The preface to Richard Sharpe and Claude Wyatt’s Monograph of the Hirundinidaeor Family of Swallows, published between 1885 and 1894, states that its 103 lithographs were hand-coloured by four of the Sharpe sisters: 'The colouring of the Plates has been executed by Miss Bertha Sharpe and Miss Dora Sharpe, with the occasional help of their sisters Emily and Eva. In the early parts they were assisted by Miss Florence Wilson.' At the beginning of the project the girls named were 12, 10, 16, and 14 years old.

The preface of Wyatt’s British Birds (1894 – 1899) thanks 'the Misses Sharpe' for their 'perfect' painting of its 62 plates.

After a solo project by Dora Louise in 1905, she, Daisy Madeleine and Sylvia Rosamund hand-coloured plates for the 1905–6 supplement to Buller’s Birds of New Zealand, which was positively received, including by Buller himself.

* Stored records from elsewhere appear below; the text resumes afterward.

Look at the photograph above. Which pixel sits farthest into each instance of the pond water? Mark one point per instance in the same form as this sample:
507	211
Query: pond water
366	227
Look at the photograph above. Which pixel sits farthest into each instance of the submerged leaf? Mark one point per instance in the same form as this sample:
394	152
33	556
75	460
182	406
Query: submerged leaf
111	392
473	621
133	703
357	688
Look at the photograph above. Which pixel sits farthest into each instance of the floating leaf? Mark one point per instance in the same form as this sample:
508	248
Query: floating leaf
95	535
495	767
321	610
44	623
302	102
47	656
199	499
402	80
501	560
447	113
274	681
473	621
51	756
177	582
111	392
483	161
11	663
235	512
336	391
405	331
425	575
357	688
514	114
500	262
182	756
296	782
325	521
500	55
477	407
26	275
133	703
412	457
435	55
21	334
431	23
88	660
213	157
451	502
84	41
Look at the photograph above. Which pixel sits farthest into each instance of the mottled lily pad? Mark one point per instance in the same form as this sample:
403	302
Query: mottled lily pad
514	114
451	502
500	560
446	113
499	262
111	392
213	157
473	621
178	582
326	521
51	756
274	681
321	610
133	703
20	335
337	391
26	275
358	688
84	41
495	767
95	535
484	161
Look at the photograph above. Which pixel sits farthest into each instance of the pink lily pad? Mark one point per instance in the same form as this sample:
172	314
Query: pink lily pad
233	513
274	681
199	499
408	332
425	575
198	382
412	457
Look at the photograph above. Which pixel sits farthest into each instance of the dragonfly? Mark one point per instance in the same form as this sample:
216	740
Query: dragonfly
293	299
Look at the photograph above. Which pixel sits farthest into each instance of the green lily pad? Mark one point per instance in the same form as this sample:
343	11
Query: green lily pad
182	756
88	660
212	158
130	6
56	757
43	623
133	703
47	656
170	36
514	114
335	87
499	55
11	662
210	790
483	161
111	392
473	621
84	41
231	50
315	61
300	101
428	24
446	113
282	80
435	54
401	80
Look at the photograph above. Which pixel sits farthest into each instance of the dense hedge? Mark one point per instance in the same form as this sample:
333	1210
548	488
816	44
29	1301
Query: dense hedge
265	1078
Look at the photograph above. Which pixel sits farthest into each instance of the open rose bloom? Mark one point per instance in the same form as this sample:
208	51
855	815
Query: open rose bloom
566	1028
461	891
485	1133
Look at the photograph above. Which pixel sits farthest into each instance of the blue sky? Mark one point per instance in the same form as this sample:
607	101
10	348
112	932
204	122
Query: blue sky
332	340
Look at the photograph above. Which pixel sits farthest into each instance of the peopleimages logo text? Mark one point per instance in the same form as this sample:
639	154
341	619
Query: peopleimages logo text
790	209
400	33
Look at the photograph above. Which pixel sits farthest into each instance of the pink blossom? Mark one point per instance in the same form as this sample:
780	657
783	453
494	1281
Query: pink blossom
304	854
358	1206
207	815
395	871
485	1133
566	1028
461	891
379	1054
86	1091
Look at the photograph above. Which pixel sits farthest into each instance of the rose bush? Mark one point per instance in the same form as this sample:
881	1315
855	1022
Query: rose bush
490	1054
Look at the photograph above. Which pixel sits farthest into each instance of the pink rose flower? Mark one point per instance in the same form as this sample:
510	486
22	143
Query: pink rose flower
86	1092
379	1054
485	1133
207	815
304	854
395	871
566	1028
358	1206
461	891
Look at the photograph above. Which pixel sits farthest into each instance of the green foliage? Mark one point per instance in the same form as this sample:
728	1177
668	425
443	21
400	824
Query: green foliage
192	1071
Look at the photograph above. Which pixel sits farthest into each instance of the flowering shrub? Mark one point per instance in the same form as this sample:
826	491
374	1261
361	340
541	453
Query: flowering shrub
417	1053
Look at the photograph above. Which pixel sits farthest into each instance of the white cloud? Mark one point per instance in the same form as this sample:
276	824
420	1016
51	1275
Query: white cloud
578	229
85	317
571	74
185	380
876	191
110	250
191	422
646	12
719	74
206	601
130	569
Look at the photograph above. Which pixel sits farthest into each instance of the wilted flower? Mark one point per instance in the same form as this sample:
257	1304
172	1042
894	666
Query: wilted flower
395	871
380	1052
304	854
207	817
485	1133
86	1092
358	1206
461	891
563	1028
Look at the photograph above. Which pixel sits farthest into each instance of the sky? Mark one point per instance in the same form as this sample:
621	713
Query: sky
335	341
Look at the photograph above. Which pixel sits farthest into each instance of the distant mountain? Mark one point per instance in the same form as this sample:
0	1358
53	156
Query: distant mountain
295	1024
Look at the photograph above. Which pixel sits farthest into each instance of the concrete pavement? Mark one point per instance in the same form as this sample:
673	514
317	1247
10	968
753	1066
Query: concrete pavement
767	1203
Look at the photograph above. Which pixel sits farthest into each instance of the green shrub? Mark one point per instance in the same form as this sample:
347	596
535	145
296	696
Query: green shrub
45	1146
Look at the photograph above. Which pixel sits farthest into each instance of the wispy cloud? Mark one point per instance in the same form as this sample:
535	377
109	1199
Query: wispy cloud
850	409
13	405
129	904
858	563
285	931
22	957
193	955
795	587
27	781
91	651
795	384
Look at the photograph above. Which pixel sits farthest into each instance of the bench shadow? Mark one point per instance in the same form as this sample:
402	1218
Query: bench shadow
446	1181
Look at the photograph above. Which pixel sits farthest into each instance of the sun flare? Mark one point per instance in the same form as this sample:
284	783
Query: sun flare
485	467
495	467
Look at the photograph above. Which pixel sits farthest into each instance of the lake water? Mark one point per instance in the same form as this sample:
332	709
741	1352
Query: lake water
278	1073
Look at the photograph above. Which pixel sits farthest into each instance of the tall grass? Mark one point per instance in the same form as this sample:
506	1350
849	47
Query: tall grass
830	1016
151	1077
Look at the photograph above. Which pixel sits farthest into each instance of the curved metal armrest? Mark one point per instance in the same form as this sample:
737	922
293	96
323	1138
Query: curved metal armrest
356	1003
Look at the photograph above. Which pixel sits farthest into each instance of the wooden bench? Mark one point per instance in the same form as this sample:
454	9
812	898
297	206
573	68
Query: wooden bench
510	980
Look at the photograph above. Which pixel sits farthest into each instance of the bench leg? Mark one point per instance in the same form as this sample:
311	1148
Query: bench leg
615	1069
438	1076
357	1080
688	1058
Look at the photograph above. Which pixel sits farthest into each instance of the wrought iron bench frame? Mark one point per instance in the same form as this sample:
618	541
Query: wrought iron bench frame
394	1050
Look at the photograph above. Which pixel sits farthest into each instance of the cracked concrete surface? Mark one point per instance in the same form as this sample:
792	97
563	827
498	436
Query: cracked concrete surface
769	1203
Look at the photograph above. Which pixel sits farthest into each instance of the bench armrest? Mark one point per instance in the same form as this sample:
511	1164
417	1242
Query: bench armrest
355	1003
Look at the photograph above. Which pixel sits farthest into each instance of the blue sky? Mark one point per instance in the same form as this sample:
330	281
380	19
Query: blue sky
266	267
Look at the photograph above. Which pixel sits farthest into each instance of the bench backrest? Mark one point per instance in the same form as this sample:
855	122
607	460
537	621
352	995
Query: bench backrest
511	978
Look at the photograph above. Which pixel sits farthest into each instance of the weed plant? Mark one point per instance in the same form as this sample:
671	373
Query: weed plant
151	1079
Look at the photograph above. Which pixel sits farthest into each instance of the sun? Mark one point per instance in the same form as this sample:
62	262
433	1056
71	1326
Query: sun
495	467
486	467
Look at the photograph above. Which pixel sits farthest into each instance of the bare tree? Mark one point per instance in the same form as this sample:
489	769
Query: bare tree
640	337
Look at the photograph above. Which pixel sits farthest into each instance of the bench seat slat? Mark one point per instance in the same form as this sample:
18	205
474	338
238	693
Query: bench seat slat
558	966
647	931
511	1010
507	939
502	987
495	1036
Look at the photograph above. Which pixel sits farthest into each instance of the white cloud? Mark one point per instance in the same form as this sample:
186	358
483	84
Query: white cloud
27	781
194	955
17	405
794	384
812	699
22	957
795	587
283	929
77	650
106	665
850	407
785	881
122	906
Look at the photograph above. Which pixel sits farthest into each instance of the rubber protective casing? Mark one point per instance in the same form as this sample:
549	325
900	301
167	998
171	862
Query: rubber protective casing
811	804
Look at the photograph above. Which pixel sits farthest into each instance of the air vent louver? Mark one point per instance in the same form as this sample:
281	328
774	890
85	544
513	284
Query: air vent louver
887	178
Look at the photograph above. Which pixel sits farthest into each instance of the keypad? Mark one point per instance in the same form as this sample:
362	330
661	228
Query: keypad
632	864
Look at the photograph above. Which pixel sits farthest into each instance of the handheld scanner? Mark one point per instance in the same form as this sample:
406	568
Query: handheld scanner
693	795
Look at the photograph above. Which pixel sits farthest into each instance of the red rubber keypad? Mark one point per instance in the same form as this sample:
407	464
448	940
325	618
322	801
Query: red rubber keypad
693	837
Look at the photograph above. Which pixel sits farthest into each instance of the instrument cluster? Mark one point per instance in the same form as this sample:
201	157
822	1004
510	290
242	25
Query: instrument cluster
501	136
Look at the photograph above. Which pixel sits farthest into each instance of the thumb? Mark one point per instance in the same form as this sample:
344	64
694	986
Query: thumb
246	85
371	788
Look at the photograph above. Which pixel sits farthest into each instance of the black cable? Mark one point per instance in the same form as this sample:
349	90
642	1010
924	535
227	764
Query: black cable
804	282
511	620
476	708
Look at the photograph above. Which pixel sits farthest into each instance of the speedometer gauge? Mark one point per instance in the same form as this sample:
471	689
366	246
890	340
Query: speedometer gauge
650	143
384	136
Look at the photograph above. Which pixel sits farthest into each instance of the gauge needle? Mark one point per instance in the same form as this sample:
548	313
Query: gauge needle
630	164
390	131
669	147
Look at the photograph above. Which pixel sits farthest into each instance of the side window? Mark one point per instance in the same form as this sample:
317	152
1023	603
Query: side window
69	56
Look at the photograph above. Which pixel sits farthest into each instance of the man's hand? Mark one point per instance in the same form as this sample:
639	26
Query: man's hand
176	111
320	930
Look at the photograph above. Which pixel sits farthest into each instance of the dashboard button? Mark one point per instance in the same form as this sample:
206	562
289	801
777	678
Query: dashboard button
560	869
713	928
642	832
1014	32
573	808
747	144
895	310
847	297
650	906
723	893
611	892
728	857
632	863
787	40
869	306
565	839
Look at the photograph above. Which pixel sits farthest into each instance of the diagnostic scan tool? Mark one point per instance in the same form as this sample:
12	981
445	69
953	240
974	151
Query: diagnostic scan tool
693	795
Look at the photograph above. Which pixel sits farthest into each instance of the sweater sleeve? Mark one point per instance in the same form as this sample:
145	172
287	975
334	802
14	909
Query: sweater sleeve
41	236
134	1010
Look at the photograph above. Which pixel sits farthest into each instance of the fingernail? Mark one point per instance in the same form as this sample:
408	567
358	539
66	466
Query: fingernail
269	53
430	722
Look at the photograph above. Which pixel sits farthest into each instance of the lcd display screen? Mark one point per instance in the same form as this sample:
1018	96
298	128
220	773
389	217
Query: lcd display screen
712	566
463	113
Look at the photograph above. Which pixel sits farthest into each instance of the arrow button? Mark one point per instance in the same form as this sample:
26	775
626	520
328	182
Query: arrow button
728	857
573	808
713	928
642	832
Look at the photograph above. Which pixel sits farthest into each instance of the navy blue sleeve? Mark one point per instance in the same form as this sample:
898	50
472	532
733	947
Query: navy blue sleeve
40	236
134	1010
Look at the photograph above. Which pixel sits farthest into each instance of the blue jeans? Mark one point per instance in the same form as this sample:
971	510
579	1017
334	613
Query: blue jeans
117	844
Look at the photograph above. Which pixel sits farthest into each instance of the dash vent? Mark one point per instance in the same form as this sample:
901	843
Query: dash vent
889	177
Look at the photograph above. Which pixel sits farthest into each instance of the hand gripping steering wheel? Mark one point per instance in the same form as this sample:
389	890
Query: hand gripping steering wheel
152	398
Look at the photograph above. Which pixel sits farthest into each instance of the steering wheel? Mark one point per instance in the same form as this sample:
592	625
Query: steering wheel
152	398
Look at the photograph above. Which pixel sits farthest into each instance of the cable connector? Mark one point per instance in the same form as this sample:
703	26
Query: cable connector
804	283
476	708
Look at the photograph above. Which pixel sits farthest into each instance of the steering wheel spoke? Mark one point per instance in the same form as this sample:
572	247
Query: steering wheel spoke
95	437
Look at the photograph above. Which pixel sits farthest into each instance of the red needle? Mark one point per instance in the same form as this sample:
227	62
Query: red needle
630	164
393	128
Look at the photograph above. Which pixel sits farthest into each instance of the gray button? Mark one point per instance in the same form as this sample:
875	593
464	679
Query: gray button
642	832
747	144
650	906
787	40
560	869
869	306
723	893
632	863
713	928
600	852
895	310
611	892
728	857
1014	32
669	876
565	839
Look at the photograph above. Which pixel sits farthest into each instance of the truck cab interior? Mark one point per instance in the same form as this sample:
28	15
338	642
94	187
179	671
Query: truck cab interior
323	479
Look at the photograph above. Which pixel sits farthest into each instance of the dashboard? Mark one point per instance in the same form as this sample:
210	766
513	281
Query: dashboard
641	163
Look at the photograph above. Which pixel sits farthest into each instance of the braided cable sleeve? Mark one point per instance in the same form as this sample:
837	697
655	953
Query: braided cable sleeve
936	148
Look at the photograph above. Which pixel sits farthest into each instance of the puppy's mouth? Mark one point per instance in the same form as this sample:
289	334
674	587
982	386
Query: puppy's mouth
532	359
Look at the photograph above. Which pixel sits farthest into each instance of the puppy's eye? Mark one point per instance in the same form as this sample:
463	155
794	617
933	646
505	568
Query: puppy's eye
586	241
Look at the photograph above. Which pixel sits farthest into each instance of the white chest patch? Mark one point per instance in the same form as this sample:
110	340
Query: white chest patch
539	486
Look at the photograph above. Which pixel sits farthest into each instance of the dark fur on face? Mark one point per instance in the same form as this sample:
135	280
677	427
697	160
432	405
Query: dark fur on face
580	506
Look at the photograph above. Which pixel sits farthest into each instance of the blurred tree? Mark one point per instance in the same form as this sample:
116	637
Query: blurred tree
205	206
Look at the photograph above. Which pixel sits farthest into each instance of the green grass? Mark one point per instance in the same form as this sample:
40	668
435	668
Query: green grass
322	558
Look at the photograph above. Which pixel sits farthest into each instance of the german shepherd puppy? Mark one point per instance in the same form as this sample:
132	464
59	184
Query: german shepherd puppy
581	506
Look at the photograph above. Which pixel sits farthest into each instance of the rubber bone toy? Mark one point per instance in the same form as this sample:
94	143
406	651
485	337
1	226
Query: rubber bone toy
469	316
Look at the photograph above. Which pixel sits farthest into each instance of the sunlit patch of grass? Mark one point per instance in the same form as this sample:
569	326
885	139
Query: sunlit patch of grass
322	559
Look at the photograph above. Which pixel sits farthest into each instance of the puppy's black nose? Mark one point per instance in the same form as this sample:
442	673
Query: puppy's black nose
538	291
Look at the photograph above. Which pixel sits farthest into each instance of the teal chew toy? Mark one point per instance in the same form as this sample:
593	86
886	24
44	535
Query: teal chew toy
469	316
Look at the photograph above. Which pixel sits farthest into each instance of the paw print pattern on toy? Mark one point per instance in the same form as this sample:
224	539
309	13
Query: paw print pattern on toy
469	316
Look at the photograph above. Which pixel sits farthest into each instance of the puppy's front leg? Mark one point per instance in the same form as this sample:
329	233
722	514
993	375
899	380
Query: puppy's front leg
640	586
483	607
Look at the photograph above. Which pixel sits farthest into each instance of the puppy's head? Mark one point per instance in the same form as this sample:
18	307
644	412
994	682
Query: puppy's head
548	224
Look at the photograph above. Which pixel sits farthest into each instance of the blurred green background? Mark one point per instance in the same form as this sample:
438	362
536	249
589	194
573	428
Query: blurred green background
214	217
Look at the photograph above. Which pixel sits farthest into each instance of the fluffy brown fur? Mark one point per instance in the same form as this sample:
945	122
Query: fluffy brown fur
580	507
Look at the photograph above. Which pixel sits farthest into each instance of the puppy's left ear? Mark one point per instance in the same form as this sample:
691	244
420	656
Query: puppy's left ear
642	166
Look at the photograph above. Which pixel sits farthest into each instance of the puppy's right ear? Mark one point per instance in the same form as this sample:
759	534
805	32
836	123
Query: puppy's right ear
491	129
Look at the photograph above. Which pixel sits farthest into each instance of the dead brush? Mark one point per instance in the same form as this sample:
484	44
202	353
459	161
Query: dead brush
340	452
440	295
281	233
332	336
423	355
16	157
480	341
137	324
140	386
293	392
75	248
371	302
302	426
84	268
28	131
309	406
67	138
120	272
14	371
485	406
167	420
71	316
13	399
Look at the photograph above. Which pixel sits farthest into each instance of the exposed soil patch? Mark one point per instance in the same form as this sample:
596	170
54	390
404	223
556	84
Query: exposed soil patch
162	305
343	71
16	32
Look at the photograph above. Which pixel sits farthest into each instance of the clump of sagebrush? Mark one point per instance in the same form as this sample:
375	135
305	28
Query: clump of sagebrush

'Dr Sharpe’s talented daughters' are named as the colourists for Frederick Du Cane Godman’s Monograph of the petrels (1907 – 10).

== The sisters ==

- Emily Mary (1869 – ), who assisted with Monograph on Swallows, was an entomologist and oologist who worked for the Natural History Museum, London. Publishing articles and a monograph on butterflies, she is noted as the first female primary author to publish in the Journal of Zoology.
- Ada Lavinia (1869 – 1951), an 'artist, colourist.'
- Eva Augusta (1871 – 1922), an 'artist, colourist' who assisted with the painting for Monograph on Swallows.
- (Lilian) Bertha (1873 – ), who was one of the main painters for Monograph on Swallows. On the 1891 census she described herself as an artist, colourist, and sculptor. She married in 1899.
- Dora Louise (1875 – ), an 'artist, colourist' who was one of the main painters for Monograph on Swallows and contributed to the Birds of New Zealand plates. Dora coloured several plates for Joseph Isaac Spafadora Whitaker’s The Birds of Tunisia (1905).
- Lena Violet (1876 – ), who married a Mr Ainsworth in 1919.
- Daisy Madeleine (1881 – ), who contributed to the Buller plates. She had emigrated to Canada by 1910, where she offered her services as painter to ornithologist Robert Ridgway.
- Sylvia Rosamund (1882 – 1942), who contributed to the Buller plates.
- Hilda Marion (1884 – ), who married Benjamin B. Ford in 1912.
- Aimee Marjorie (1887 – ).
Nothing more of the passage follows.